Bunny is a Real Honey
Blessed with a tour-de-force performance from Anna Faris as a Playboy bunny with a heart of gold, Fred Wolf’s feel-good comedy promotes messages of solidarity and individualism in the face of peer pressure.
Film-making is always a collaborative effort, relying on the blissful union of director, screenwriter, cast and dozens of unsung heroes behind the scenes.
However, The House Bunny succeeds solely because of its leading lady.
The screenplay by Karen McCullah Lutz and Kirsten Smith is flimsy at best, using Legally Blonde as a framework for its ditzy heroine’s metamorphosis, and director Wolf relies on musical montages such as that old chestnut, the makeover, to pad out the running time.
Yet, every time Faris totters into shot on outrageously high heels, we can’t help but smile, falling head over heels in love with her innocent character, who believes that “kindness is just love with its work boots on”.
Without the actress’ comic timing and her boundless energy, The House Bunny would be heading straight to DVD.
Shelley Darlington (Faris) is one of the most popular residents at the Playboy mansion, winning the affections of all the other girls – everyone, except jealous rival Cassandra (Mazur).
Made to believe that Hugh Hefner no longer requires her services, Shelley tearfully flees the mansion and lands the position of house mother to the Zeta Alpha Zeta sorority, which is threatened with closure unless it can attract 30 pledges by the end of the semester.

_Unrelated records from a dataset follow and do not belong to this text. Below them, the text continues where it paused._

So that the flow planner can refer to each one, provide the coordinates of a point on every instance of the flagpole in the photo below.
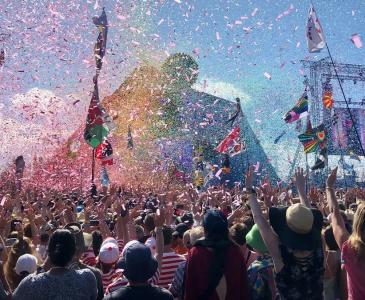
(93, 166)
(343, 94)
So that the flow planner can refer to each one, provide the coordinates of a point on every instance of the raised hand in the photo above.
(331, 180)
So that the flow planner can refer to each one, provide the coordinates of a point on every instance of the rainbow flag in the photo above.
(300, 110)
(313, 139)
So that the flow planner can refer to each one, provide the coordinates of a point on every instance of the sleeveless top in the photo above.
(301, 278)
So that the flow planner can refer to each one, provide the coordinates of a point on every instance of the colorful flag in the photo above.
(232, 144)
(100, 45)
(129, 138)
(313, 139)
(96, 130)
(104, 177)
(300, 110)
(104, 152)
(327, 96)
(315, 36)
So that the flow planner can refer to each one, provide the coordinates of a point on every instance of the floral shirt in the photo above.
(301, 278)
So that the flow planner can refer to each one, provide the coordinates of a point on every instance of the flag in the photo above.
(321, 160)
(300, 110)
(313, 139)
(327, 96)
(104, 177)
(237, 113)
(104, 152)
(129, 138)
(100, 45)
(315, 36)
(232, 144)
(96, 130)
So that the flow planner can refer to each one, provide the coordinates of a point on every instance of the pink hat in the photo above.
(109, 253)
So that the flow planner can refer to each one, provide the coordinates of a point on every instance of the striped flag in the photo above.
(232, 144)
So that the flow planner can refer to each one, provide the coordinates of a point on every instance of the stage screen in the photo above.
(343, 138)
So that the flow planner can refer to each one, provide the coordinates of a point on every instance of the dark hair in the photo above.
(61, 247)
(167, 235)
(149, 222)
(97, 241)
(27, 230)
(330, 238)
(238, 233)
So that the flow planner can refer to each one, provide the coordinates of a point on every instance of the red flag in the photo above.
(231, 144)
(105, 152)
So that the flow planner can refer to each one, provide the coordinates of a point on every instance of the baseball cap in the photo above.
(26, 263)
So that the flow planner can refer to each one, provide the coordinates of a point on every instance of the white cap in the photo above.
(26, 263)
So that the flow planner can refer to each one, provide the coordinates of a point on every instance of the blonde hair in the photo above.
(357, 238)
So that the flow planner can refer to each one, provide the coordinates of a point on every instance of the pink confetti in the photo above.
(355, 38)
(254, 12)
(160, 22)
(267, 75)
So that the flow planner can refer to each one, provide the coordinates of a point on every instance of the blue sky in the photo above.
(237, 41)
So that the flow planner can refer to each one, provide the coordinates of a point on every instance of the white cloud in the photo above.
(221, 89)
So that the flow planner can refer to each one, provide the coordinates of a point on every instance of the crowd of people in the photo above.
(256, 241)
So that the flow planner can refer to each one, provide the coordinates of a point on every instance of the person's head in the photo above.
(215, 225)
(178, 234)
(357, 238)
(97, 240)
(61, 247)
(298, 227)
(138, 263)
(20, 247)
(109, 253)
(329, 238)
(25, 265)
(238, 233)
(255, 241)
(83, 240)
(195, 234)
(167, 235)
(149, 222)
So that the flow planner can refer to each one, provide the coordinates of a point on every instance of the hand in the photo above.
(299, 180)
(249, 179)
(160, 217)
(331, 180)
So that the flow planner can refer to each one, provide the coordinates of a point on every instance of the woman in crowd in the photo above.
(294, 242)
(352, 245)
(59, 282)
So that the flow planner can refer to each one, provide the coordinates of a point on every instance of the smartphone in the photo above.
(94, 222)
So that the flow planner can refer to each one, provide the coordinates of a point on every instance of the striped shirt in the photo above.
(122, 281)
(111, 276)
(170, 262)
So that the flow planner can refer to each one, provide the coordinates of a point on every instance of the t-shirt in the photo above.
(72, 285)
(145, 292)
(169, 264)
(355, 272)
(111, 276)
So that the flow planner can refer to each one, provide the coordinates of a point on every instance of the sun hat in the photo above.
(109, 253)
(297, 226)
(254, 240)
(138, 263)
(26, 263)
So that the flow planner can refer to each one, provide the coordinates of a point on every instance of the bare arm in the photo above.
(299, 180)
(339, 230)
(270, 238)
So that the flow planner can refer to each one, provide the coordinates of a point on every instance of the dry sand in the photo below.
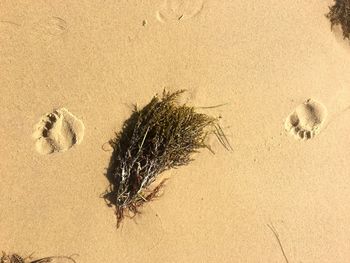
(97, 58)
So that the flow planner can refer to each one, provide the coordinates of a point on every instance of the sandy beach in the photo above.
(96, 59)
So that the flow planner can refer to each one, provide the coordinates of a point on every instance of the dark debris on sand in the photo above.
(160, 136)
(339, 14)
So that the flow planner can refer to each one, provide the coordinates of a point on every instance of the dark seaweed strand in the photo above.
(339, 13)
(160, 136)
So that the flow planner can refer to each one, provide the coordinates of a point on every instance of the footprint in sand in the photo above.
(306, 120)
(176, 10)
(58, 131)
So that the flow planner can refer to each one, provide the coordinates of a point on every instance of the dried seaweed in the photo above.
(339, 14)
(15, 258)
(160, 136)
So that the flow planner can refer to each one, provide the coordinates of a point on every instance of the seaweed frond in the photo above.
(160, 136)
(339, 14)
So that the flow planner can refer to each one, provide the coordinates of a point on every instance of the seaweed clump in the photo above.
(15, 258)
(339, 14)
(160, 136)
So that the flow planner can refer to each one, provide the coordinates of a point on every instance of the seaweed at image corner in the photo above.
(339, 14)
(160, 136)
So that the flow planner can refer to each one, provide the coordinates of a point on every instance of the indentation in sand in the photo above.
(58, 131)
(306, 120)
(177, 10)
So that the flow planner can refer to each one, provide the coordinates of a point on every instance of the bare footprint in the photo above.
(58, 131)
(306, 120)
(176, 10)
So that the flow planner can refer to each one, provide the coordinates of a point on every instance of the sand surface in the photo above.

The dowdy house residents – Carrie Mae (Goodman), Harmony (McPhee), Joanne (Willis), Lilly (Williams), Mona (Dennings), Natalie (Stone) and Tanya (Makkouk) – are resigned to their fate, but Shelley inspires the girls to pull out all the stops to ensure Zeta Alpha Zeta doesn’t fall victim to the bulldozers.
In the process, the former Bunny wins the heart of nursing home manager Oliver (Hanks), but Shelley frets that she isn’t smart enough for him.
Should she undergo a makeover too, by cramming at the college library?
The House Bunny is a guilty pleasure – a harmless piece of comic fluff that tickles our fancy despite myriad, glaring shortcomings.
Faris is a one-woman comic dynamo, reminiscent of a young Goldie Hawn as her dreamer doles out invaluable fashion advice (“The eyes are the nipples of the face!”) or foolishly attempts to recreate Marilyn Monroe’s iconic pose from The Seven Year Itch by standing over a hissing steam grate.
There’s a sweet rapport with Hanks, one of the few men not to be rendered speechless by Shelley’s cleavage.
“What if Oliver’s one of those guys who likes to have a conversation before he hooks up?” ponders one of the Zeta Alpha Zeta sisters.
“He’s gay?” gasps Shelley.
The rest of the cast pale in comparison, content to inhabit their stereotypes, but are changed for the better by Shelley’s inherent goodness.